Konsep khilafah menyatakan bahwa manusia telah dipilih oleh Allah di
muka bumi ini (khalifatullah fil’ardh). Sebagai wakil Allah, manusia
wajib untuk bisa merepresentasikan dirinya sesuai dengan sifat-sifat
Allah. Salah satu sifat Allah tentang alam adalah sebagai pemelihara
atau penjaga alam (rabbul’alamin). Jadi sebagai wakil (khalifah) Allah
di muka bumi, manusia harus aktif dan bertanggung jawab untuk menjaga
bumi. Artinya, menjaga keberlangsungan fungsi bumi sebagai tempat
kehidupan makhluk Allah termasuk manusia sekaligus menjaga keberlanjutan
kehidupannya.
Manusia
mempunyai hak atau diperbolehkan untuk memanfaatkan apa-apa yang ada di
muka bumi (sumber daya alam) yang tidak melampaui batas atau berlebihan
(Al-An’am: 141-142).
Manusia
baik secara individu maupun kelompok tidak mempunyai hak mutlak untuk
menguasai sumber daya alam yang bersangkutan istilah “penaklukan” atau
“penguasaan” alam seperti yang dipelopori oleh pandangan barat yang
sekuler dan materialistik tidak dikenal dalam Islam.

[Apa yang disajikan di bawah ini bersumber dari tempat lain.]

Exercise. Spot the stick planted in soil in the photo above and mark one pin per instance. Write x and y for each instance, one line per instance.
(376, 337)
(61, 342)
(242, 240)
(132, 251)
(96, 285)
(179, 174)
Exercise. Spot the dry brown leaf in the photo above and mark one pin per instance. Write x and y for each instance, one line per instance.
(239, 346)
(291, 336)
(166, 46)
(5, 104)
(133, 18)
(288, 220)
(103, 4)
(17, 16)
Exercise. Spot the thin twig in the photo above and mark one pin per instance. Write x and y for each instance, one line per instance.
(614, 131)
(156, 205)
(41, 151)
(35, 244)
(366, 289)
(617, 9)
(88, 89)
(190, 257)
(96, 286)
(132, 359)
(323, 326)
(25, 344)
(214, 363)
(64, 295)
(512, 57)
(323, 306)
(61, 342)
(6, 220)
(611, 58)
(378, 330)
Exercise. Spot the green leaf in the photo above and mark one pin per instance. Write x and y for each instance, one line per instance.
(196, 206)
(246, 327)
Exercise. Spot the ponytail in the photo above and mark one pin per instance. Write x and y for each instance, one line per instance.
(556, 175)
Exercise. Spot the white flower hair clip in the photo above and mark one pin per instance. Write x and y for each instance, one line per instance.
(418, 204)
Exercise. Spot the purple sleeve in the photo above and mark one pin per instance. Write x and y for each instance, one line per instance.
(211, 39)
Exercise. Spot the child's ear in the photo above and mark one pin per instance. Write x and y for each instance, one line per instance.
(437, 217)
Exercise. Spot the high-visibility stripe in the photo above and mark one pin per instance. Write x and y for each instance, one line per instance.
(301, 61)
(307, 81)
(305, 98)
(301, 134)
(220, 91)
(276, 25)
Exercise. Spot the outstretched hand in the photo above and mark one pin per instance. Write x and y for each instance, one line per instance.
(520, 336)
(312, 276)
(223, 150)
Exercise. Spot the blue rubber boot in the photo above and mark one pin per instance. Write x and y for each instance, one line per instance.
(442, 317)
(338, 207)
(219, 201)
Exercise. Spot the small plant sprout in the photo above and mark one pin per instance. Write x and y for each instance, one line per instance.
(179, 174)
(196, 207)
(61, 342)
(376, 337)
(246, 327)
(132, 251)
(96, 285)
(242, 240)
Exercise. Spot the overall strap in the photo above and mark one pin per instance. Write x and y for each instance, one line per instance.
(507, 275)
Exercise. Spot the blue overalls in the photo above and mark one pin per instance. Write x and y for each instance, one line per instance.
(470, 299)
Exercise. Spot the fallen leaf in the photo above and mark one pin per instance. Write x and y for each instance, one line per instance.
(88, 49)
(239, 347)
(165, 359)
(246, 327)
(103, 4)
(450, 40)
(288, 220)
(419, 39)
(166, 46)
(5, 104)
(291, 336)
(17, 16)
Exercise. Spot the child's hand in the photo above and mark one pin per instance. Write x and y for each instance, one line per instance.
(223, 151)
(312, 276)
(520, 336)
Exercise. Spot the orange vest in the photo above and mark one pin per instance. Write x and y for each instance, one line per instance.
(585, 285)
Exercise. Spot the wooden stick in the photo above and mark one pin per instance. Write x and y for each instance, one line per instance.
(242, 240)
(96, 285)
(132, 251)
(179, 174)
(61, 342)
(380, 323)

Islam menegaskan
bahwa yang berhak menguasai dan mengatur alam adalah Yang Maha Pencipta
dan Maha Mengatur yakni Rabbul Alamin. Hak penguasaannya tetap ada pada
Tuhan Pencipta. Manusia wajib menjaga kepercayaan atau amanah yang telah
diberikan oleh Allah tersebut. Dalam konteks ini, alam terutama bumi
tempat tinggal manusia merupakan arena uji bagi manusia. Agar manusia
bisa berhasil dalam ujiannya, ia harus bisa membaca “tanda-tanda” atau”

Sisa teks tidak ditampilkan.